When a face doesn’t tell the whole story


I see familiar faces now–on my morning run, at the library, in the grocery store. I know we have some sort of shared history, but I can’t always place it. Did our children share a teacher? A dance lesson? Did that woman try to strong-arm me into joining the PTO? Did that fella deliver my pizza? I often wonder what is different about their lives, three years after we said goodbye and moved across the ocean.

I bumped into an old church friend at the donut shop. Two years ago, she survived a life and death fight with breast cancer. Another friend went back to work full-time. And another launched two church campuses. My mother-in-law lost her husband. My parents moved across the country twice. My former house, the one where I nursed my last baby in the wee hours of the night, has a new car parked in the driveway. One friend’s father has been slowly dying all of these years, while my sister-in-law birthed her fifth baby. My daughter’s friends now look down from the great heights of teenage limbs when they talk to me. They notice boys.

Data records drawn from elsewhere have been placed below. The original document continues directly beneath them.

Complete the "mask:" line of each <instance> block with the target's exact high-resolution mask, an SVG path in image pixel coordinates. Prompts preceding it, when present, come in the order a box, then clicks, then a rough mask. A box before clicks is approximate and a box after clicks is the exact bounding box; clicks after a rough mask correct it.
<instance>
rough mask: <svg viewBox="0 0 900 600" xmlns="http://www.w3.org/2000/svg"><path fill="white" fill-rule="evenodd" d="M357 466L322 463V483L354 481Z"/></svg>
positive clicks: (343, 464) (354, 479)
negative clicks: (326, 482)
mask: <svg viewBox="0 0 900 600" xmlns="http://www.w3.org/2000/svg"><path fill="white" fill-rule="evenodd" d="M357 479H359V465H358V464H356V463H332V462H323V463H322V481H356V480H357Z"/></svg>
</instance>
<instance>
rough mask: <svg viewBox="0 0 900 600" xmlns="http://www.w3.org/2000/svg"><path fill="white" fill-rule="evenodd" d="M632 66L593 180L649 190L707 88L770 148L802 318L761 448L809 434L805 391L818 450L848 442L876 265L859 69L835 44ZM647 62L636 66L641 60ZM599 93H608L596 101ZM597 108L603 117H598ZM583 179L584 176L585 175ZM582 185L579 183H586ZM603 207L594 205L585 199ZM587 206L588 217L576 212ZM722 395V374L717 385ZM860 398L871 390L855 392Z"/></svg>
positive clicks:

It’s easy for me to believe I have had the greater good, the greater change, the more unique life experience. It’s easy for me to believe this because I have cleaned the dirt of countless cities off my feet, and I have stood at the top of the world and bathed in the lowest spot on earth, and I have raised my family apart from the comforts of family and life-long friends. And in believing it, I fool myself into thinking that my experiences over the last few years are more valid, somehow more worthy of remembering than the years lining the “sort-of familiar” face I saw at the local park. I’d like to believe that she spent three years sipping lattes at Starbucks and shopping the aisles at Target, while I spent that time scratching my itch to wander all over the world.

These are the quiet lies I tell myself. The truth is, while I wandered, and secretly dreamt of shopping those very same aisles, a few of the people we left behind looked death square in the eye and said, “Not today, Sir.” Some scattered ashes into the air, taking flight along with them. Others labored and bore down and screamed new life into this tired earth. Some grew and others faded. A few said yes, and others learned how to say no.

These are the quiet truths I must remind myself when I see them. Many of these familiar faces have found the light and beauty and midnight depths of the universe in their own back yard, and the truth is I might find it here too.